Boyd was a seven-time award winner of the Native American Music Awards and a Lifetime Achievement Award recipient. At the 2nd Annual Native American Music Awards, he was awarded the award for Best Compilation Recording for the Smoke Signals soundtrack; at the 5th Annual Native American Music Awards, he won Record of the Year for his recording, AlterNatives. The next year he was awarded the Best Pop/Rock Recording for Live at the Met; at the 7th Annual Native American Music Awards he received Record of the Year for Going to the Stick Games; he received Songwriter of the Year at the 8th Annual Native American Music Awards for Them Old Guitars; he won Best Short Form Music Video for Inchelium at the 9th Annual Native American Music Awards; and he received the Artist of the Year Award at the 10th Annual Native American Music Awards.

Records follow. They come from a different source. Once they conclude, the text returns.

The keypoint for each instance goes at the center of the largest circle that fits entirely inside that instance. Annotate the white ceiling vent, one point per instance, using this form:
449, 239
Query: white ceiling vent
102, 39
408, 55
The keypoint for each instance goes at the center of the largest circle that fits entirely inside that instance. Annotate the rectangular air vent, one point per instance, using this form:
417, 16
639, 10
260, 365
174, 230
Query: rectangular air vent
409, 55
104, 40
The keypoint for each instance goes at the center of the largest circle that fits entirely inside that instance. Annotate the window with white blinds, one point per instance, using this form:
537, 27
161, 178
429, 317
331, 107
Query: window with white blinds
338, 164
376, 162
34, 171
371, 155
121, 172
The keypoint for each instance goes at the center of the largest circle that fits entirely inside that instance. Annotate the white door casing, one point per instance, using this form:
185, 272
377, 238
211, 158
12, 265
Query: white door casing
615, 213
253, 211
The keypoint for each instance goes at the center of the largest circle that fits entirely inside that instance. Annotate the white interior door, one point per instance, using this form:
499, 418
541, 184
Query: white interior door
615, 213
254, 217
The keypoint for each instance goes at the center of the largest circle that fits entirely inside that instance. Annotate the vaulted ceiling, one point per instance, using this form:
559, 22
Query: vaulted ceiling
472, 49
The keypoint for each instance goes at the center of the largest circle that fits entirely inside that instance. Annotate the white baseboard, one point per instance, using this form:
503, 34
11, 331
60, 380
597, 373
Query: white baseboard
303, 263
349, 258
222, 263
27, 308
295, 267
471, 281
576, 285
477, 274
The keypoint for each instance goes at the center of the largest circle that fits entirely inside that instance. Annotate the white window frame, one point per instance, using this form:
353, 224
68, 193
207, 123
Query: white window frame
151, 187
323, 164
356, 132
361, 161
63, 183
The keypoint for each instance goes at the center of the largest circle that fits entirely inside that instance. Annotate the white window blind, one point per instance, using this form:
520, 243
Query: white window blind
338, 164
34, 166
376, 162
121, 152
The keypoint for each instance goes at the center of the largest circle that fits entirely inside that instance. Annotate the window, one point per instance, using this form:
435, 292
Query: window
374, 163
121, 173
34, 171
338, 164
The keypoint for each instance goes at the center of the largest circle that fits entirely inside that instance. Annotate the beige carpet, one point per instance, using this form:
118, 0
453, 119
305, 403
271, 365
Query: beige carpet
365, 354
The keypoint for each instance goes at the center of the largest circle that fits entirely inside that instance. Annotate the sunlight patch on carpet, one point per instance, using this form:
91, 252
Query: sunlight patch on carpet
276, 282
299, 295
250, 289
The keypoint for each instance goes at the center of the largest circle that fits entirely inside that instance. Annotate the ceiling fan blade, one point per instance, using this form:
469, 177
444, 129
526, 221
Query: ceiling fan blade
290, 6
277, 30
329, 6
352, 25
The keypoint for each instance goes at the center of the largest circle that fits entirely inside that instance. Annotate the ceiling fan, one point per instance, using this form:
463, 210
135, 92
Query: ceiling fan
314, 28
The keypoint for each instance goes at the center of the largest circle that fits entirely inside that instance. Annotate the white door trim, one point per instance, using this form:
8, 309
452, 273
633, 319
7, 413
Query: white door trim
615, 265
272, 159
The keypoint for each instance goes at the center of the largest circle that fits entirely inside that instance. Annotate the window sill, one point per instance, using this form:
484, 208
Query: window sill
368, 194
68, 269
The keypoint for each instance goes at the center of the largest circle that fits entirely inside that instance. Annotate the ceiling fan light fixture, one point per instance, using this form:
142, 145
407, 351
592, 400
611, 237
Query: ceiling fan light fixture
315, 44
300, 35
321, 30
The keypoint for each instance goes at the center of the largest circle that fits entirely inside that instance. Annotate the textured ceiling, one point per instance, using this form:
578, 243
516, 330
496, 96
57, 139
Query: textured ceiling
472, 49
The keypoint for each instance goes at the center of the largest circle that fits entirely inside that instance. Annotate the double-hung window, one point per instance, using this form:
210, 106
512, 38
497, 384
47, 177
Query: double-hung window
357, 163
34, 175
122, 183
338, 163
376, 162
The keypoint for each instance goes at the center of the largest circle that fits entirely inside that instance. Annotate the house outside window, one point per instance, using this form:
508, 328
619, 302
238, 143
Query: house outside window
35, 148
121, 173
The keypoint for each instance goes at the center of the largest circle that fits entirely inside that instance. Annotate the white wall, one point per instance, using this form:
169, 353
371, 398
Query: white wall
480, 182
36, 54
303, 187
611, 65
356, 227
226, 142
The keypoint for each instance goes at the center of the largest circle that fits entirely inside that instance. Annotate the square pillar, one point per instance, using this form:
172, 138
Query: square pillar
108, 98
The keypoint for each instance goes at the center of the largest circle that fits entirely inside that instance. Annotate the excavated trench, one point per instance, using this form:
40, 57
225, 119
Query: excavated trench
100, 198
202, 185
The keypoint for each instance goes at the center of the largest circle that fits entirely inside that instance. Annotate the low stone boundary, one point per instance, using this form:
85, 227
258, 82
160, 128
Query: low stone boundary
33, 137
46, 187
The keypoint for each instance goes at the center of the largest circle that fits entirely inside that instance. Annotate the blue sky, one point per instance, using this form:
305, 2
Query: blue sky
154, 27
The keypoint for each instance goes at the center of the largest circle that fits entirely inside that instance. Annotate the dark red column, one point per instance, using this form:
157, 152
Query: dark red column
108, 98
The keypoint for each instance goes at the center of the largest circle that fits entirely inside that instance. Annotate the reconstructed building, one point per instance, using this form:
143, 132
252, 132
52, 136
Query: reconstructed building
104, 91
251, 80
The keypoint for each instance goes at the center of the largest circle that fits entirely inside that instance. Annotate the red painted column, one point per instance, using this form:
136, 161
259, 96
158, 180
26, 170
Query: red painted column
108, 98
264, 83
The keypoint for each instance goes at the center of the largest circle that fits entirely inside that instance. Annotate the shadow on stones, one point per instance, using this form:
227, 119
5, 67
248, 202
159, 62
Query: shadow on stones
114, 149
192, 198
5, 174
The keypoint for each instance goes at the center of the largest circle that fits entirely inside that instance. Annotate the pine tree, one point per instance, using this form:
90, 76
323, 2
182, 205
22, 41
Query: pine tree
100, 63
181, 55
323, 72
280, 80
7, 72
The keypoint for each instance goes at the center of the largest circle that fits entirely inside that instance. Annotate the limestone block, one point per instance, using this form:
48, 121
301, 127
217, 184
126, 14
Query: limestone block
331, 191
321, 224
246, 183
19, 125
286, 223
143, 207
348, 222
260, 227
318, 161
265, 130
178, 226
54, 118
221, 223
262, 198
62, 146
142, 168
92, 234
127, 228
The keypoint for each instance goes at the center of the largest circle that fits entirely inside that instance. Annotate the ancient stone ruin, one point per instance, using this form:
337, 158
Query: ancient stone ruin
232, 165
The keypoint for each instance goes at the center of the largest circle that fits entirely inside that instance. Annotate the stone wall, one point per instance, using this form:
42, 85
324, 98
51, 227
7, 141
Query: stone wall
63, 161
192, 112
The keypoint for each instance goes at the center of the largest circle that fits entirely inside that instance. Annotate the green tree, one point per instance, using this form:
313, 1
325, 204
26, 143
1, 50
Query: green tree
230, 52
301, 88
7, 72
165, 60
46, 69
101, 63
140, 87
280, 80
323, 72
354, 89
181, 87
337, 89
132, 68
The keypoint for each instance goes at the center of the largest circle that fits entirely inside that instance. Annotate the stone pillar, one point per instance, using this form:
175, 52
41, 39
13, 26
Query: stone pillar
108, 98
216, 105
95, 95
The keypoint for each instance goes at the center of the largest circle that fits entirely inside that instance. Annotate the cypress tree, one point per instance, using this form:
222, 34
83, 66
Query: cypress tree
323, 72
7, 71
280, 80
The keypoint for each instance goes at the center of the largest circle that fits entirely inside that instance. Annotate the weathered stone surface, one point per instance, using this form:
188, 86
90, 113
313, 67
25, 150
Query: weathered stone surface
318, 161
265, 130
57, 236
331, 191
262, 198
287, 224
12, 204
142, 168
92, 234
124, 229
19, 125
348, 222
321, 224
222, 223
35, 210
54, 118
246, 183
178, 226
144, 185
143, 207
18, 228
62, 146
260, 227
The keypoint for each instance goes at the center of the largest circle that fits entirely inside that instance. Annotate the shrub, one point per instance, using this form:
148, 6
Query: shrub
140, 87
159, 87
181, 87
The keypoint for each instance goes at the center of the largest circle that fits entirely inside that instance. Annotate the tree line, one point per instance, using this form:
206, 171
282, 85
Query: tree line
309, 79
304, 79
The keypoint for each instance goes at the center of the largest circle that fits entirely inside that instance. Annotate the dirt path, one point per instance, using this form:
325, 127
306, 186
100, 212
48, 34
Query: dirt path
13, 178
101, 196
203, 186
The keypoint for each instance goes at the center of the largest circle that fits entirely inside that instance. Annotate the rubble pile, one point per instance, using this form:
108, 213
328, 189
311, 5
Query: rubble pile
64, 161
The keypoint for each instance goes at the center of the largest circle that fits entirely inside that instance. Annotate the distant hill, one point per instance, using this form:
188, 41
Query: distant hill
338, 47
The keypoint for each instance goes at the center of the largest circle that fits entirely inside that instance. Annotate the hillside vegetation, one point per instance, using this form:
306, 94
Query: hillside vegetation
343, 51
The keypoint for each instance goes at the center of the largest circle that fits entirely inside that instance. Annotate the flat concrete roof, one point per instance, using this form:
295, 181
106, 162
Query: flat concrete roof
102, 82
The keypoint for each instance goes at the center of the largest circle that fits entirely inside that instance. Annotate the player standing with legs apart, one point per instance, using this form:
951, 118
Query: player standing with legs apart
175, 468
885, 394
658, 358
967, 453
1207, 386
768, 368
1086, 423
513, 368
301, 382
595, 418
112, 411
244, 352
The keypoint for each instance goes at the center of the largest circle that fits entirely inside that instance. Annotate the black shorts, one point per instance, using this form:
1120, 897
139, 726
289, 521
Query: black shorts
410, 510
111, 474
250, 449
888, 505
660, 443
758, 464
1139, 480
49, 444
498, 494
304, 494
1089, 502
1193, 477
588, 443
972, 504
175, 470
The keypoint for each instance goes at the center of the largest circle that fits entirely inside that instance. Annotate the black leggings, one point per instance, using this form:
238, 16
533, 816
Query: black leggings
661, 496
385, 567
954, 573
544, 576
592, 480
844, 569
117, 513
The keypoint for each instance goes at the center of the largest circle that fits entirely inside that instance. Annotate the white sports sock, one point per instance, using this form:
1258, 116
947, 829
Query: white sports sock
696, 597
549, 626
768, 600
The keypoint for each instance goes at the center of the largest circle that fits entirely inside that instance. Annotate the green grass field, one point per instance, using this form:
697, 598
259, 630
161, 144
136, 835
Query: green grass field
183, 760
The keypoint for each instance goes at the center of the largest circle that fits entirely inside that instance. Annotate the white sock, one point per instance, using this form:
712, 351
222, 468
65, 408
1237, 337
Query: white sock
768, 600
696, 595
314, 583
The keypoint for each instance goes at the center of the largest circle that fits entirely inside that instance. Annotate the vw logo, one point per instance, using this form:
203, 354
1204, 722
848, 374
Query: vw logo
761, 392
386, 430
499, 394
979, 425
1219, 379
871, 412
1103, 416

On November 14, 2014, Boyd was presented with a Lifetime Achievement Award for his outstanding contributions in the field of Native American music at the 15th Annual commemoration held at the Seneca Allegany Casino & Hotel in Salamanca, New York.

Boyd lived in Spokane, Washington. He died on June 22, 2016. At the time of his death, he was serving his second term on the Colville Business Council as chairman and was standing for re-election. He was previously the Culture Committee chairman, Vice-Chairman of the Business Council, and Chairman of the Law & Justice Committee.